Le parquet de Paris a confirmé mercredi l’ouverture d’une enquête pour “menaces de mort” après la diffusion d’une séquence tournée clandestinement à l’intérieur de la prison de la Santé. Sur les images, manifestement filmées par un détenu, des cris et des insultes visent Nicolas Sarkozy, incarcéré depuis quelques jours dans le cadre de l’affaire du financement libyen présumé de sa campagne de 2007.
Les enquêteurs tentent d’établir dans quelles conditions précises la vidéo a été enregistrée et diffusée, ainsi que l’identité de la personne ayant manipulé le téléphone. Trois détenus, présents dans la cellule où la séquence a été filmée, ont été placés en garde à vue dans le cadre de cette procédure.

Des téléphones saisis et une enquête judiciaire en cours

À la suite de la diffusion, une fouille administrative a été menée par l’administration pénitentiaire. Deux téléphones portables ont été découverts et saisis, selon le parquet de Paris.
L’enquête, confiée au 3e district de police judiciaire, devra déterminer comment ces appareils ont pu entrer dans l’établissement et si la diffusion du contenu a été préméditée. La direction de la prison de la Santé a renforcé les contrôles de sécurité et réévalué les conditions d’isolement de l’ancien président pour prévenir tout incident supplémentaire.

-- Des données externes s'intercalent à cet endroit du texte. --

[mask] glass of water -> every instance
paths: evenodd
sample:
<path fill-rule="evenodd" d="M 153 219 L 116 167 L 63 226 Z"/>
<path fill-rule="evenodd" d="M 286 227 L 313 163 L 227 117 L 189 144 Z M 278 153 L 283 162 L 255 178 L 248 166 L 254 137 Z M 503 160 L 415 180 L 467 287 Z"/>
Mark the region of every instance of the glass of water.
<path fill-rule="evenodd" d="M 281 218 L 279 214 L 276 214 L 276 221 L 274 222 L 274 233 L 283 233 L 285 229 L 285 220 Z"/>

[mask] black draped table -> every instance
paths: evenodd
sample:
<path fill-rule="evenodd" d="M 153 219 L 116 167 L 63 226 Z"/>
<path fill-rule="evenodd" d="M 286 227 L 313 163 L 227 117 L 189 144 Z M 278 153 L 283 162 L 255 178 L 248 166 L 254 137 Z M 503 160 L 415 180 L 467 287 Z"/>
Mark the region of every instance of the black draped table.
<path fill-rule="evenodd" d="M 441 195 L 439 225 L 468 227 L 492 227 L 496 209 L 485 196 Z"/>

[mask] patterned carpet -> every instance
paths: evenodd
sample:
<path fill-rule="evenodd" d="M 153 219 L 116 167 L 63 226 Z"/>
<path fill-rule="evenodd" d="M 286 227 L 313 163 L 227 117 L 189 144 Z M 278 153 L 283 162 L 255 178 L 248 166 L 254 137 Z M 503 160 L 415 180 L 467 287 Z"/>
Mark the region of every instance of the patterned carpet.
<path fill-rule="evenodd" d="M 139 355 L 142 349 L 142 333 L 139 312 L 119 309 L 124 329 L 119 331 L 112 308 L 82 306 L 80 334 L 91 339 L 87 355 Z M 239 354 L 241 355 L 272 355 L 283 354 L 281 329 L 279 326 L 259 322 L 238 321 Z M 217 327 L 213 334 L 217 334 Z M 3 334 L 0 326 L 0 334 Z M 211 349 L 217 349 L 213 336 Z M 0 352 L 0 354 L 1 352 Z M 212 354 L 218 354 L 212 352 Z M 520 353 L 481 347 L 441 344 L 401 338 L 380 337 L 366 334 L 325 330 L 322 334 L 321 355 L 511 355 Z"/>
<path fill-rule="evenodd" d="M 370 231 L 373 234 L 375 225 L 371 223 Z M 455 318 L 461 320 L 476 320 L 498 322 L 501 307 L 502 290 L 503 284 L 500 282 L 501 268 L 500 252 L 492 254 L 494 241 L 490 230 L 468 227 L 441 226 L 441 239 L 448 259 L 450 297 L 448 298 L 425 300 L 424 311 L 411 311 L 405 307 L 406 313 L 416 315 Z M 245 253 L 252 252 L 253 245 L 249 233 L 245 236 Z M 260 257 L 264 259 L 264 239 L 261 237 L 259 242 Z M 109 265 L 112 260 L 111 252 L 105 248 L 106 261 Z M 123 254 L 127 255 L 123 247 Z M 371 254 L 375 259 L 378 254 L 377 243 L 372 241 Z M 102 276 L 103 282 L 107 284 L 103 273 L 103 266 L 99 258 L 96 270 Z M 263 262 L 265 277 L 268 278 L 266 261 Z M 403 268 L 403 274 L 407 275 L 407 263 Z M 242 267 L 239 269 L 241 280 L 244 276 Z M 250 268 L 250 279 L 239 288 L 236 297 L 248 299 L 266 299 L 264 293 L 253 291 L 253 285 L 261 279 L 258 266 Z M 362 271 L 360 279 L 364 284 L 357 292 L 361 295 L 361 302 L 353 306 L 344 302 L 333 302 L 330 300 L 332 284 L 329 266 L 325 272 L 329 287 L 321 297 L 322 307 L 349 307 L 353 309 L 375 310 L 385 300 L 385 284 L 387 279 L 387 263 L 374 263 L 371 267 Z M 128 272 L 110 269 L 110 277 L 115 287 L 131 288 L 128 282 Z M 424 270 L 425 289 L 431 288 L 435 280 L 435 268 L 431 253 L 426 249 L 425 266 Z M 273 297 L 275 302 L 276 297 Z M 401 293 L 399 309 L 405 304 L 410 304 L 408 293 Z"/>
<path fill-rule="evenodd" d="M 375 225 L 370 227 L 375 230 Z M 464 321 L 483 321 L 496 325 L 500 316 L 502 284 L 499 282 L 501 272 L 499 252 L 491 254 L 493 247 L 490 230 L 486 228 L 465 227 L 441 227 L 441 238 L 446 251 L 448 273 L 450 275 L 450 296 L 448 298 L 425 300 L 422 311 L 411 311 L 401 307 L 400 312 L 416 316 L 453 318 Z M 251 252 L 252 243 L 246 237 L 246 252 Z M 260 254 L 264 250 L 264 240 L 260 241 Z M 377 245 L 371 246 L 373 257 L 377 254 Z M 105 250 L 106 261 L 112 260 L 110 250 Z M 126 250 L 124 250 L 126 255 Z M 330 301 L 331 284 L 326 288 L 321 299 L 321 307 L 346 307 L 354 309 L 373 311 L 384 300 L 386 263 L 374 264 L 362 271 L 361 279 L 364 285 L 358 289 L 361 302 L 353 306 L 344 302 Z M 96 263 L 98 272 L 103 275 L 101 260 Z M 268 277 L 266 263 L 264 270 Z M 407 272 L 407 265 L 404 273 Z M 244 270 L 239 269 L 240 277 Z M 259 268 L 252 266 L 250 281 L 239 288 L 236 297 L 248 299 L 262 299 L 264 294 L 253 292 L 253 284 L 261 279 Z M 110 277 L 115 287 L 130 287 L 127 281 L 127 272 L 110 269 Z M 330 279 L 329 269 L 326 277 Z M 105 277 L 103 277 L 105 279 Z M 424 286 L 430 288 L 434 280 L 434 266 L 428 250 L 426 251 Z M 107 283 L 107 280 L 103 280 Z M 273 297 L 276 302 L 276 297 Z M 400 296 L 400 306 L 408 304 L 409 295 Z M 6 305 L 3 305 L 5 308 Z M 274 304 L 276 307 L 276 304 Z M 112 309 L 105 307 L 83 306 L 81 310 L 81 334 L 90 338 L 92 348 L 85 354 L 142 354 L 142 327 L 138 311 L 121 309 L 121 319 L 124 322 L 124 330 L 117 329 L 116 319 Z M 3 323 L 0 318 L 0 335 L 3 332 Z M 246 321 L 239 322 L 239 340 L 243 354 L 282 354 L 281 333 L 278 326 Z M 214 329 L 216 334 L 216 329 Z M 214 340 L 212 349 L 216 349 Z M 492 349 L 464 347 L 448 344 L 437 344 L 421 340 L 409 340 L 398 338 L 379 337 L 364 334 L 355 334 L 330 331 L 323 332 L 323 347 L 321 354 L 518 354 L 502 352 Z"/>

Une détention sous haute surveillance

Condamné à cinq ans de prison, dont deux avec sursis, pour association de malfaiteurs, Nicolas Sarkozy a été écroué le 21 octobre, en exécution provisoire de la peine prononcée le 25 septembre dernier. Bien qu’il ait fait appel, la décision de placement en détention a été maintenue.
L’ancien chef de l’État est installé au quartier d’isolement, dans une cellule individuelle, et fait l’objet d’un dispositif de sécurité exceptionnel : deux policiers du Service de la protection (SDLP), logés dans une cellule voisine, assurent sa sécurité 24 heures sur 24.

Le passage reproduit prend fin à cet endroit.